Les paroles de Rodolphe étaient, pour ainsi dire, empreintes d’un tel caractère de certitude et de conviction en parlant de cette vengeance providentielle, que Louise regarda son sauveur avec surprise, presque avec crainte.

– Continuez, mon enfant, reprit Rodolphe en s’adressant à Louise, ne nous cachez rien… cela est plus important que vous ne le pensez.

– Je commençais donc à me rassurer un peu, dit Louise, lorsqu’un soir M. Ferrand et la femme de charge sortirent chacun de leur côté. Ils ne dînèrent pas à la maison, je restai seule; comme d’habitude, on me laissa ma ration d’eau, de pain et de vin, après avoir fermé à clef les buffets. Mon ouvrage terminé, je dînai, et puis, ayant peur toute seule dans les appartements, je remontai dans ma chambre, après avoir allumé la lampe de M. Ferrand. Quand il sortait le soir, on ne l’attendait jamais.

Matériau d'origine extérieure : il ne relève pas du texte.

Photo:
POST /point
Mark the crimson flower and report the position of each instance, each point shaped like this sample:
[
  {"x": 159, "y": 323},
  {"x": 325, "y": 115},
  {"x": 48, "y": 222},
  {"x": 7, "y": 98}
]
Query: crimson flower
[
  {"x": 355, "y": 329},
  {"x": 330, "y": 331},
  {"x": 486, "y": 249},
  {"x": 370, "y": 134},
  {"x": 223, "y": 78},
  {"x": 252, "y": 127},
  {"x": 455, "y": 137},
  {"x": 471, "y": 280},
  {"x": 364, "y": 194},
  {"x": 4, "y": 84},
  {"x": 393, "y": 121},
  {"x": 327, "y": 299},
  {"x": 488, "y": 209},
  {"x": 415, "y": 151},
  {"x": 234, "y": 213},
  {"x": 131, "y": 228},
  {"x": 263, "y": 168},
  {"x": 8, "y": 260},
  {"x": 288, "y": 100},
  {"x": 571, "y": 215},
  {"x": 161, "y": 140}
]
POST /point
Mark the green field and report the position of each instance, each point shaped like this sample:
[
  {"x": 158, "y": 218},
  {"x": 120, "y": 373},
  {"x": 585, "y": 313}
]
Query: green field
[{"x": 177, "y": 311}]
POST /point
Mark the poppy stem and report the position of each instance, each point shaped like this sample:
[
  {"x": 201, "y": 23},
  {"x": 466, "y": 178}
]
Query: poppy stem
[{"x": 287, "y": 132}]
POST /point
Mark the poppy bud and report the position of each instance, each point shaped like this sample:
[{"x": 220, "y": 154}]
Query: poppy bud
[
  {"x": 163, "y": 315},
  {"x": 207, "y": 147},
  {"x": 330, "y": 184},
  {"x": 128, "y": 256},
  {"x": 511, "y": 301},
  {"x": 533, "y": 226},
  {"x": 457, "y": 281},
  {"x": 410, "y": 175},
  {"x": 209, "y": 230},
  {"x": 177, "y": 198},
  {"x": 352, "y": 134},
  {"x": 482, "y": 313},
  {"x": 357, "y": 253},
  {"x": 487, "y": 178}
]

Je me mis à travailler, et, contre mon ordinaire, peu à peu le sommeil me gagna… Ah! mon père! s’écria Louise en s’interrompant avec crainte, vous allez ne pas me croire… vous allez m’accuser de mensonge… et pourtant, tenez, sur le corps de ma pauvre petite sœur, je vous jure que je vous dis bien la vérité…

– Expliquez-vous, dit Rodolphe.

– Hélas! monsieur, depuis sept mois je cherche en vain à m’expliquer à moi-même cette nuit affreuse… sans pouvoir y parvenir; j’ai manqué perdre la raison en tâchant d’éclaircir ce mystère.

– Mon Dieu! Mon Dieu! Que va-t-elle dire? s’écria le lapidaire, sortant de l’espèce de stupeur indifférente qui l’accablait par intermittence depuis le commencement de ce récit.

– Je m’étais, contre mon habitude, endormie sur ma chaise…, reprit Louise. Voilà la dernière chose dont je me souviens… Avant, avant… oh! mon père, pardon… Je vous jure que je ne suis pas coupable pourtant…

– Je te crois! Je te crois! Mais parle.

– Je ne sais depuis combien de temps je dormais lorsque je m’éveillai, toujours dans ma chambre, mais couchée et déshonorée par M. Ferrand, qui était auprès de moi.

– Tu mens, tu mens! s’écria le lapidaire furieux. Avoue-moi que tu as cédé à la violence, à la peur de me voir traîner en prison, mais ne mens pas ainsi!

– Mon père, je vous jure…

– Tu mens, tu mens!… Pourquoi le notaire aurait-il voulu me faire emprisonner, puisque tu lui avais cédé?

– Cédé, oh! non, mon père! Mon sommeil fut si profond que j’étais comme morte… Cela vous semble extraordinaire, impossible… Mon Dieu, je le sais bien, car à cette heure je ne peux encore le comprendre.

– Et moi je comprends tout, reprit Rodolphe en interrompant Louise, ce crime manquait à cet homme. N’accusez pas votre fille de mensonge, Morel… Dites-moi, Louise, en dînant, avant de monter dans votre chambre, n’avez-vous pas remarqué quelque goût étrange à ce que vous avez bu? Tâchez de bien vous rappeler cette circonstance.